The Michigan Judicial Tenure Commission recently filed a formal complaint against Novi, Michigan District Court Judge Dennis Powers, alleging Judge Powers violated local and state law by, among other things, falsifying expense reports and failing to show up to work.

From the Detroit Free Press:

"A Novi judge, accused of falsifying his expense accounts and failing to show up for work, has pledged to fight the charges, during an upcoming hearing, now set for Sept. 3.

Judge Dennis Powers, who has been on the bench since 1998, faces eight allegations by the Michigan Judicial Tenure Commission, charges that, if proven, could end his career. Among them, that he was reimbursed several thousand dollars in mileage for trips he took unrelated to his job and that he attended conferences when he should have been on the bench.

Powers filed a 100-page response earlier this month denying any wrongdoing, saying the conferences, including real estate seminars and sessions on credit unions made him a better judge. He said he also attended civic events, like the American Legion Flag Day, and meetings of the Incorporated Society of Irish American Lawyers that he considered part of his duty as a community leader.

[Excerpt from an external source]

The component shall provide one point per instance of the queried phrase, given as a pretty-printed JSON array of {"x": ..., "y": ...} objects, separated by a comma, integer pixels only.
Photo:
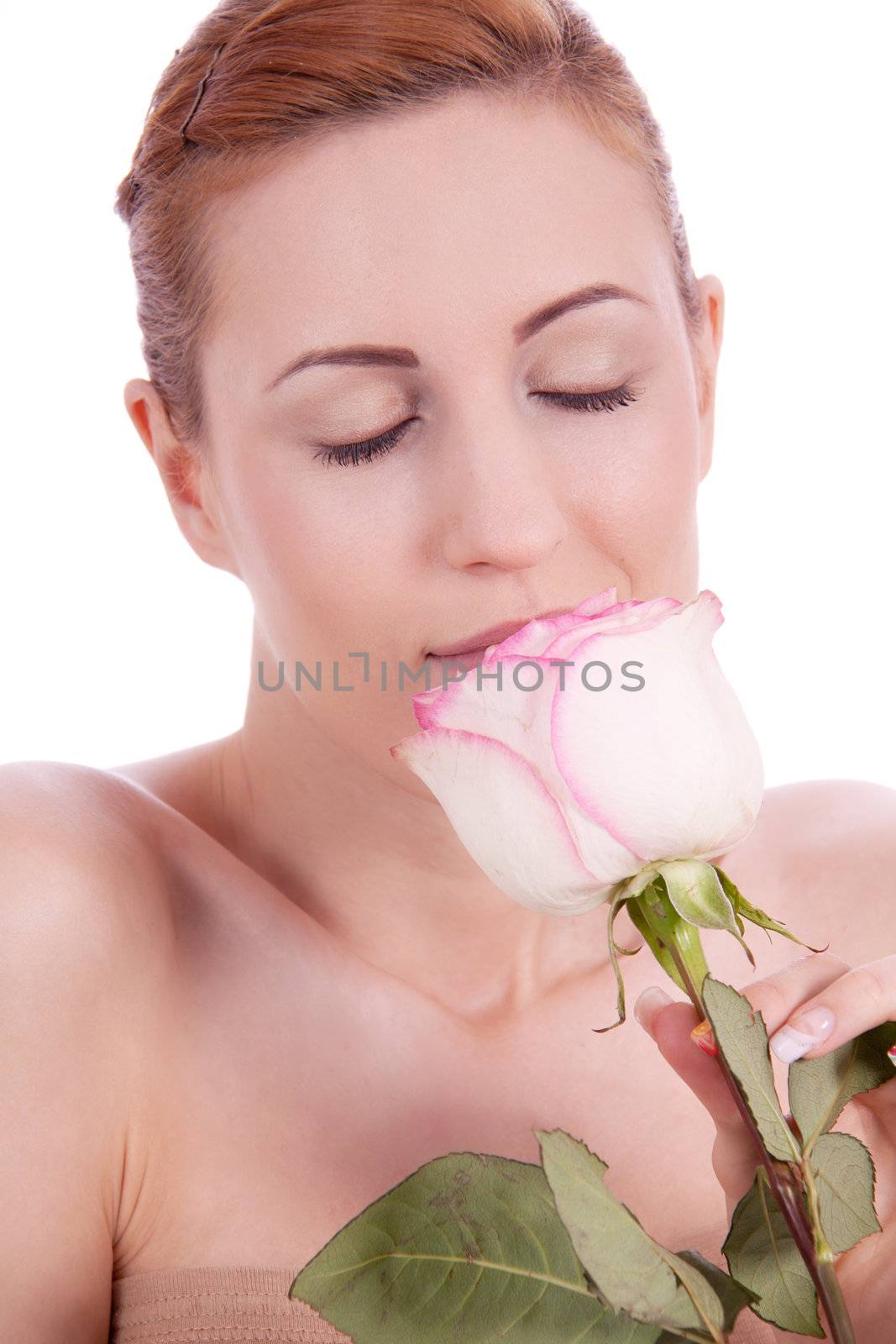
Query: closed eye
[{"x": 348, "y": 454}]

[']They forgot I was a Marine and I’m not going without a fight,['] Powers said this morning, adding that he has repaid money for the mileage once he was made aware it was improper. [']There is nothing about me being a poor judge in that complaint. So maybe they can get me for poor record keeping, but that’s it.[']

Powers said he has been hampered in preparing his defense because dozens of records, including his calendars and mileage forms, were stolen from his chambers shortly before a local TV reporter confronted him in the parking lot of the courthouse and asked him about his travel and expenses.

[']It’s clear it was somebody on the inside,['] Powers said. [']It makes it hard to defend yourself.[']

Powers said he was sometimes late getting to work because he has a seriously ill wife and disabled son, but that he always made the time up, working late into the evening.

The hearing, to be held at the Oakland County Circuit courthouse, is expected to last several days. The Judicial Tenure Commission has appointed attorney Michael Sapala as special master to hear the case. Sapala will then make his recommendation to the Michigan Supreme Court."